Remmbering the Tahoe Airport’s heyday |

Remmbering the Tahoe Airport’s heyday

Sarah Gonser

Much like bell-bottoms, go-go dancers and the illustrious Twiggy, Lake Tahoe Airport enjoyed its heyday in the 1970’s.

Nearly 600,000 passengers flew into Tahoe in 1978 and subsequent years during that decade matched those numbers closely.

But much has changed since that time. The airport – crippled by litigation, airline deregulation, deals gone sour and a rough economy – has suffered severe losses both in business and credibility.

Despite its tumultuous history and rumors to the contrary, the airport remains open and fully functional for both general and commercial aviation. City representatives are in negotiations with commercial carrier America West and start-ups Winair, Frontier Air, Allegiant Air and Tahoe Air.

City Manager Kerry Miller said the airport future looks brighter than it has in a long time, and that through all the turmoil, the city has learned many a valuable lesson.

“Through our recent negotiations we’ve learned that we have a story to tell that the aviation world does not know,” Miller said. “They thought there were so many restrictions here, that the community did not want commercial air service and that carriers lost money here. But they were deeply impressed once they realized how good an opportunity Tahoe is. They re-energized us.”

And energy is exactly what it must take to keep the airport going through all its ups and downs.

First opened by El Dorado County in 1959, the airport became the city’s responsibility in 1983. Concurrently, airline deregulation and subsequent airline mergers turned Lake Tahoe into a low-profit, less-than-desirable destination for major carriers.

“Destinations like Lake Tahoe just became little pieces, unable to compete with other resorts,” said Janis Brand, airport administrative assistant.

Some say airline deregulation was when the airport lost its last chance at becoming a viable commercial service destination.

“Before deregulation, major airlines had to provide service to airports like ours, they had to by law,” said Council Member Bill Crawford. “But after that, it just was not profitable for them to fly here. If it were, they’d be here today wouldn’t they?”

But according to Miller, Lake Tahoe Airport is not alone in its struggle to secure commercial service.

“Since 1990, nearly 240 airports have lost commercial air service due to corporate buy-outs,” Miller said. “We are not alone, in fact, we are caught up in a major industry trend.”

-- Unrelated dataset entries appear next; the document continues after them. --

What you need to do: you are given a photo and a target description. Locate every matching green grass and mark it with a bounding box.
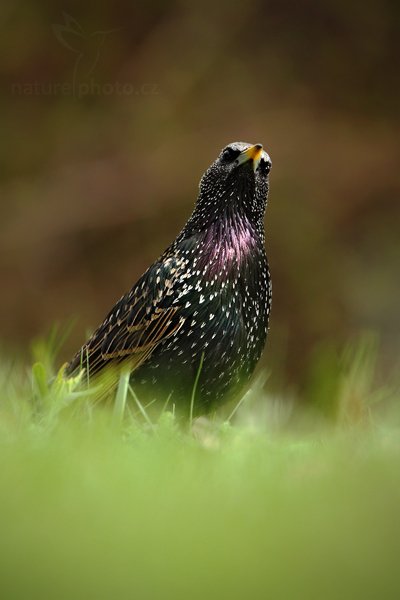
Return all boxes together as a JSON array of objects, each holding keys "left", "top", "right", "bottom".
[{"left": 0, "top": 341, "right": 400, "bottom": 599}]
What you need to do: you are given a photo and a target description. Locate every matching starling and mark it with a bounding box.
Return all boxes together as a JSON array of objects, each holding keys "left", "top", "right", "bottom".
[{"left": 66, "top": 142, "right": 272, "bottom": 414}]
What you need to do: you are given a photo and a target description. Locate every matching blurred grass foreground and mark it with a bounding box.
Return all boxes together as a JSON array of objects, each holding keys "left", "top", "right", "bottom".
[{"left": 0, "top": 332, "right": 400, "bottom": 599}]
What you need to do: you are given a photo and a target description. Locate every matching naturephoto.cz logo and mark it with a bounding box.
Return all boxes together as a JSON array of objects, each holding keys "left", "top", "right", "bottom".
[{"left": 11, "top": 13, "right": 160, "bottom": 98}]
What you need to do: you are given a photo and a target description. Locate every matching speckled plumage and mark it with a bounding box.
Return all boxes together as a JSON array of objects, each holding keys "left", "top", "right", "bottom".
[{"left": 67, "top": 142, "right": 271, "bottom": 412}]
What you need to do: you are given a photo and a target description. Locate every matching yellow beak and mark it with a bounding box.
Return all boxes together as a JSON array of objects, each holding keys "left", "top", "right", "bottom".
[{"left": 237, "top": 144, "right": 263, "bottom": 172}]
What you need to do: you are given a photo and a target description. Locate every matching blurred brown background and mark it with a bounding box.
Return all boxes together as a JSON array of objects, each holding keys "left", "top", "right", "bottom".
[{"left": 0, "top": 0, "right": 400, "bottom": 396}]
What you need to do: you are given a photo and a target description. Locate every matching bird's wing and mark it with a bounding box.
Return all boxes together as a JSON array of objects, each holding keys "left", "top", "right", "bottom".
[{"left": 67, "top": 257, "right": 185, "bottom": 375}]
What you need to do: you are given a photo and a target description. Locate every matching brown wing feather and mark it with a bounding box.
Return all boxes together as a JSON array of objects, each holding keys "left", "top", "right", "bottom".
[{"left": 67, "top": 259, "right": 185, "bottom": 377}]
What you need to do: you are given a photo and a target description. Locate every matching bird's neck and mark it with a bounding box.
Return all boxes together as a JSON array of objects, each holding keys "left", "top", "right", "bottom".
[{"left": 189, "top": 212, "right": 264, "bottom": 277}]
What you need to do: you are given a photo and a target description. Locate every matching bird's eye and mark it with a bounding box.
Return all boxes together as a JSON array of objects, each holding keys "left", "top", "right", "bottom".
[
  {"left": 258, "top": 158, "right": 272, "bottom": 175},
  {"left": 222, "top": 146, "right": 240, "bottom": 162}
]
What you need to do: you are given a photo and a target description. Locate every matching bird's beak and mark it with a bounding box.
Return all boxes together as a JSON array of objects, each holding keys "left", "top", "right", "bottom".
[{"left": 236, "top": 144, "right": 262, "bottom": 173}]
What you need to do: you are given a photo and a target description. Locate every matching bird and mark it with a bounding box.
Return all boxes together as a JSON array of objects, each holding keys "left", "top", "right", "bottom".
[{"left": 65, "top": 142, "right": 272, "bottom": 415}]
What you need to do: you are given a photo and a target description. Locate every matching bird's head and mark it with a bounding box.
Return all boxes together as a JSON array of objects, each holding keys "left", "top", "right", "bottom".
[{"left": 195, "top": 142, "right": 272, "bottom": 230}]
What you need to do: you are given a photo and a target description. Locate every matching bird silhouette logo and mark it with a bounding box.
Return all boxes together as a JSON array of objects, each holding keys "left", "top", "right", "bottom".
[{"left": 52, "top": 12, "right": 119, "bottom": 92}]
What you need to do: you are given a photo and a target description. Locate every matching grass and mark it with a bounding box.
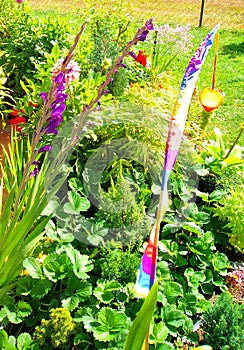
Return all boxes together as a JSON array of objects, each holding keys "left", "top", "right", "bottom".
[
  {"left": 173, "top": 28, "right": 244, "bottom": 146},
  {"left": 29, "top": 0, "right": 244, "bottom": 144},
  {"left": 29, "top": 0, "right": 244, "bottom": 30}
]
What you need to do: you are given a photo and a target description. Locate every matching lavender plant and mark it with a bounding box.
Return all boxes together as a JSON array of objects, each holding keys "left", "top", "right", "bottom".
[{"left": 0, "top": 19, "right": 153, "bottom": 299}]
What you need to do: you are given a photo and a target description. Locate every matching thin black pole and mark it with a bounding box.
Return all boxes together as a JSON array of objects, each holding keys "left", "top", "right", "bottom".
[{"left": 199, "top": 0, "right": 205, "bottom": 27}]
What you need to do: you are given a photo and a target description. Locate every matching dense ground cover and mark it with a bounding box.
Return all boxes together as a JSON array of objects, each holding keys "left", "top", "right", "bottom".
[{"left": 0, "top": 1, "right": 244, "bottom": 350}]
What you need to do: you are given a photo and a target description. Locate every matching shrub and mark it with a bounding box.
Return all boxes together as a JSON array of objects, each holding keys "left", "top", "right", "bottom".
[{"left": 202, "top": 292, "right": 244, "bottom": 350}]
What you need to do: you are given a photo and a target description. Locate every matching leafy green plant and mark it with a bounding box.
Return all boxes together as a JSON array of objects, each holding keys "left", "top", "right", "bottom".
[
  {"left": 124, "top": 282, "right": 158, "bottom": 350},
  {"left": 214, "top": 184, "right": 244, "bottom": 252},
  {"left": 34, "top": 308, "right": 74, "bottom": 349},
  {"left": 202, "top": 293, "right": 244, "bottom": 350}
]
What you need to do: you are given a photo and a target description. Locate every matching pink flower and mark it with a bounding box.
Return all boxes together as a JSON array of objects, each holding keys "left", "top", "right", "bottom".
[
  {"left": 10, "top": 116, "right": 26, "bottom": 131},
  {"left": 51, "top": 58, "right": 80, "bottom": 85}
]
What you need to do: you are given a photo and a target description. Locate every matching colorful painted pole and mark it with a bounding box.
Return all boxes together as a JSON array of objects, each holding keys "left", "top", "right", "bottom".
[{"left": 135, "top": 25, "right": 219, "bottom": 350}]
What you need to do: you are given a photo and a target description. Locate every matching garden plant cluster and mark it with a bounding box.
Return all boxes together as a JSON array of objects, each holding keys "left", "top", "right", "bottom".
[{"left": 0, "top": 0, "right": 244, "bottom": 350}]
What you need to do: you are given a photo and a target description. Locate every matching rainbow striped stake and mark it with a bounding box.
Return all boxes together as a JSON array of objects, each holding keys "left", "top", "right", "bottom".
[{"left": 135, "top": 24, "right": 220, "bottom": 350}]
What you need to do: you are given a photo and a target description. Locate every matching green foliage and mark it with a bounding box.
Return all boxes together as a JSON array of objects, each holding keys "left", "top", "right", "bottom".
[
  {"left": 34, "top": 308, "right": 74, "bottom": 349},
  {"left": 0, "top": 5, "right": 71, "bottom": 96},
  {"left": 214, "top": 184, "right": 244, "bottom": 252},
  {"left": 124, "top": 282, "right": 158, "bottom": 350},
  {"left": 202, "top": 293, "right": 244, "bottom": 350}
]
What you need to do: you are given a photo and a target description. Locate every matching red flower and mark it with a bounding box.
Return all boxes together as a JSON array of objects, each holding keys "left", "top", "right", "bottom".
[
  {"left": 136, "top": 50, "right": 147, "bottom": 67},
  {"left": 10, "top": 108, "right": 19, "bottom": 117},
  {"left": 28, "top": 101, "right": 38, "bottom": 108},
  {"left": 10, "top": 116, "right": 26, "bottom": 131}
]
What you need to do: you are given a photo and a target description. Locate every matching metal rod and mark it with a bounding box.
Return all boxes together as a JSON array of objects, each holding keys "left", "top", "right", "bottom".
[{"left": 199, "top": 0, "right": 205, "bottom": 27}]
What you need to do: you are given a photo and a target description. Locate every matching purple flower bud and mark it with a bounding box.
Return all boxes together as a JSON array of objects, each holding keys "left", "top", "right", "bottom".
[
  {"left": 38, "top": 145, "right": 52, "bottom": 153},
  {"left": 55, "top": 72, "right": 65, "bottom": 84},
  {"left": 51, "top": 102, "right": 66, "bottom": 117},
  {"left": 138, "top": 30, "right": 149, "bottom": 41},
  {"left": 30, "top": 167, "right": 39, "bottom": 177},
  {"left": 32, "top": 160, "right": 41, "bottom": 166},
  {"left": 117, "top": 62, "right": 126, "bottom": 68},
  {"left": 40, "top": 92, "right": 47, "bottom": 102},
  {"left": 128, "top": 51, "right": 137, "bottom": 60},
  {"left": 102, "top": 90, "right": 110, "bottom": 95},
  {"left": 145, "top": 18, "right": 154, "bottom": 30}
]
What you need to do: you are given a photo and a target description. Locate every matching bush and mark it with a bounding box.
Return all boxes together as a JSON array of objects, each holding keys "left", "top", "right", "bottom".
[{"left": 202, "top": 292, "right": 244, "bottom": 350}]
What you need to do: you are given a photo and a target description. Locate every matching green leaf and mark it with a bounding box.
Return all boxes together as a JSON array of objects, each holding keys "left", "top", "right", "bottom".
[
  {"left": 76, "top": 281, "right": 92, "bottom": 301},
  {"left": 64, "top": 246, "right": 93, "bottom": 279},
  {"left": 209, "top": 190, "right": 226, "bottom": 201},
  {"left": 64, "top": 191, "right": 90, "bottom": 214},
  {"left": 0, "top": 329, "right": 8, "bottom": 349},
  {"left": 212, "top": 252, "right": 229, "bottom": 275},
  {"left": 6, "top": 301, "right": 32, "bottom": 323},
  {"left": 161, "top": 304, "right": 186, "bottom": 330},
  {"left": 163, "top": 282, "right": 183, "bottom": 302},
  {"left": 94, "top": 281, "right": 122, "bottom": 303},
  {"left": 124, "top": 282, "right": 158, "bottom": 350},
  {"left": 31, "top": 279, "right": 53, "bottom": 299},
  {"left": 17, "top": 333, "right": 32, "bottom": 350},
  {"left": 93, "top": 308, "right": 127, "bottom": 341},
  {"left": 61, "top": 295, "right": 80, "bottom": 311},
  {"left": 23, "top": 258, "right": 43, "bottom": 279},
  {"left": 43, "top": 253, "right": 72, "bottom": 282}
]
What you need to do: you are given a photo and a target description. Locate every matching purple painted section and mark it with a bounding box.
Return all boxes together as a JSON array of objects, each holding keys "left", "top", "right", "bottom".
[
  {"left": 164, "top": 149, "right": 178, "bottom": 170},
  {"left": 141, "top": 254, "right": 156, "bottom": 278}
]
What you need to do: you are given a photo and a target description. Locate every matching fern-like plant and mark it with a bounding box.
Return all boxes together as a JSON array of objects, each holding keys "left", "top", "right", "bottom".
[{"left": 202, "top": 292, "right": 244, "bottom": 350}]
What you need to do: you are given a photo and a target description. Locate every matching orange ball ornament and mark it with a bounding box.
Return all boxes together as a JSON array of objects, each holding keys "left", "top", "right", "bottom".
[{"left": 199, "top": 88, "right": 224, "bottom": 112}]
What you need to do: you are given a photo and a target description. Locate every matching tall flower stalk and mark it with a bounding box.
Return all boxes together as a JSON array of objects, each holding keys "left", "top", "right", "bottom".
[{"left": 0, "top": 19, "right": 153, "bottom": 301}]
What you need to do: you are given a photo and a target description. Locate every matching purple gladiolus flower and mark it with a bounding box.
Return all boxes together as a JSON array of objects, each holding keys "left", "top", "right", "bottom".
[
  {"left": 30, "top": 160, "right": 41, "bottom": 177},
  {"left": 38, "top": 145, "right": 52, "bottom": 153},
  {"left": 55, "top": 72, "right": 65, "bottom": 84},
  {"left": 139, "top": 30, "right": 149, "bottom": 41},
  {"left": 40, "top": 92, "right": 47, "bottom": 102},
  {"left": 117, "top": 62, "right": 126, "bottom": 68},
  {"left": 128, "top": 51, "right": 137, "bottom": 60},
  {"left": 138, "top": 18, "right": 154, "bottom": 41}
]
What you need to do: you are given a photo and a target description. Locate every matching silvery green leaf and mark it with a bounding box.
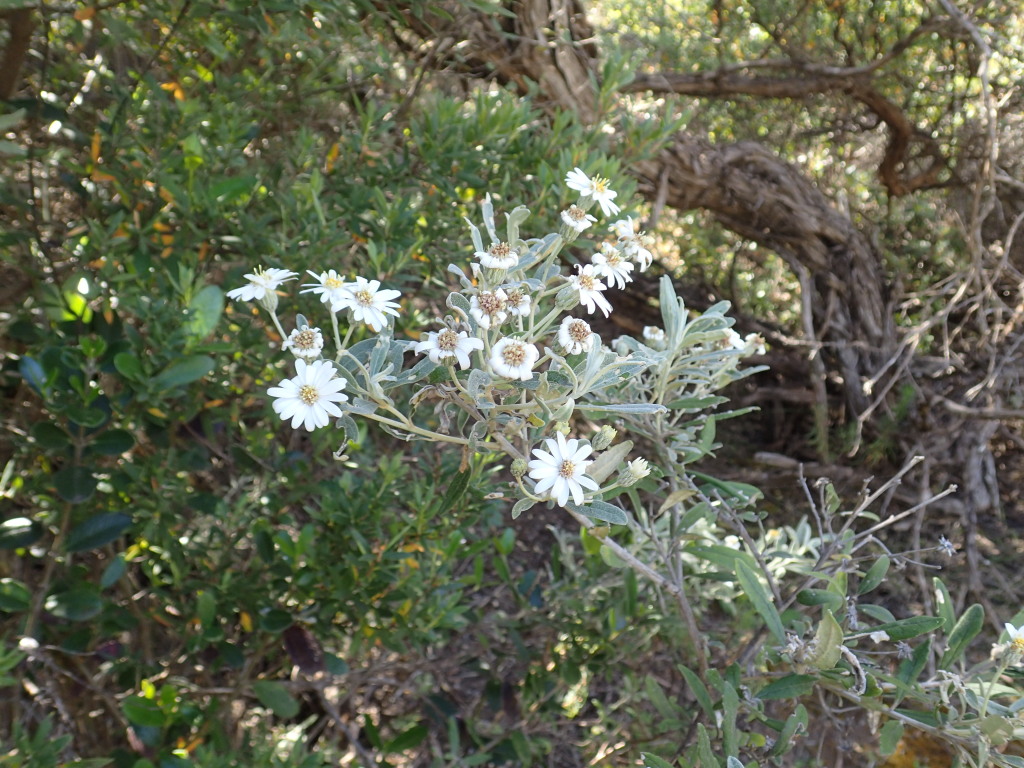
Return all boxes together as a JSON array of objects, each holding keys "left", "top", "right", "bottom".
[
  {"left": 341, "top": 397, "right": 380, "bottom": 416},
  {"left": 449, "top": 264, "right": 473, "bottom": 290},
  {"left": 565, "top": 499, "right": 630, "bottom": 525},
  {"left": 388, "top": 357, "right": 437, "bottom": 389},
  {"left": 464, "top": 216, "right": 483, "bottom": 253},
  {"left": 445, "top": 293, "right": 470, "bottom": 318},
  {"left": 512, "top": 499, "right": 537, "bottom": 520},
  {"left": 466, "top": 368, "right": 492, "bottom": 402},
  {"left": 519, "top": 232, "right": 561, "bottom": 274},
  {"left": 477, "top": 195, "right": 498, "bottom": 241},
  {"left": 587, "top": 440, "right": 633, "bottom": 484},
  {"left": 580, "top": 402, "right": 669, "bottom": 415},
  {"left": 505, "top": 206, "right": 529, "bottom": 247}
]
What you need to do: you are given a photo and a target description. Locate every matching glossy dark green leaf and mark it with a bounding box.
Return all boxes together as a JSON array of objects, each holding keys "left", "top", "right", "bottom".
[
  {"left": 65, "top": 512, "right": 131, "bottom": 552},
  {"left": 153, "top": 354, "right": 217, "bottom": 392},
  {"left": 89, "top": 429, "right": 135, "bottom": 456},
  {"left": 53, "top": 467, "right": 96, "bottom": 504},
  {"left": 121, "top": 696, "right": 166, "bottom": 728},
  {"left": 0, "top": 517, "right": 43, "bottom": 550},
  {"left": 0, "top": 579, "right": 32, "bottom": 613},
  {"left": 45, "top": 585, "right": 103, "bottom": 622}
]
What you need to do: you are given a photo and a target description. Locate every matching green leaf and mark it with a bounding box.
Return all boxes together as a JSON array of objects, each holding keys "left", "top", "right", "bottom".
[
  {"left": 797, "top": 590, "right": 845, "bottom": 610},
  {"left": 565, "top": 499, "right": 630, "bottom": 525},
  {"left": 939, "top": 603, "right": 985, "bottom": 670},
  {"left": 857, "top": 555, "right": 889, "bottom": 595},
  {"left": 45, "top": 584, "right": 103, "bottom": 622},
  {"left": 89, "top": 429, "right": 135, "bottom": 456},
  {"left": 758, "top": 675, "right": 817, "bottom": 701},
  {"left": 736, "top": 559, "right": 785, "bottom": 644},
  {"left": 153, "top": 354, "right": 217, "bottom": 392},
  {"left": 0, "top": 517, "right": 43, "bottom": 550},
  {"left": 879, "top": 720, "right": 903, "bottom": 757},
  {"left": 65, "top": 512, "right": 131, "bottom": 552},
  {"left": 53, "top": 467, "right": 96, "bottom": 504},
  {"left": 31, "top": 421, "right": 71, "bottom": 451},
  {"left": 114, "top": 352, "right": 144, "bottom": 381},
  {"left": 0, "top": 579, "right": 32, "bottom": 613},
  {"left": 253, "top": 680, "right": 299, "bottom": 720},
  {"left": 121, "top": 696, "right": 165, "bottom": 728},
  {"left": 805, "top": 610, "right": 843, "bottom": 671},
  {"left": 866, "top": 616, "right": 945, "bottom": 641},
  {"left": 441, "top": 469, "right": 473, "bottom": 512}
]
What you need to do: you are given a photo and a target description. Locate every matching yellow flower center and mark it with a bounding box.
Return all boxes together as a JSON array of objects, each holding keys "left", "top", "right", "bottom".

In 1992, the city adopted a 20-year Airport Master Plan which included incremental increases in passenger loads and average daily flight arrivals and departures, and the assumption that all environmental demands would be continually met.

“I feel we shot ourselves in the foot with the Master Plan because commercial carriers said they don’t want to serve airports with restricted service,” Miller said. “But our dilemma is that if we have no major server, then there is no need for other major servers to compete. Once you lose it, it’s extremely hard to get it back.”

The last commercial airline to attempt Tahoe service was Reno Air. In a 1994 independent study, the Lake Tahoe Visitor’s Authority determined that it was possible to get service if it was paid for. In other words, major business owners would have to pool money and pay for every empty seat on scheduled flights. With this subsidy program in place, Reno Air began service in 1994 – and pulled out one year later.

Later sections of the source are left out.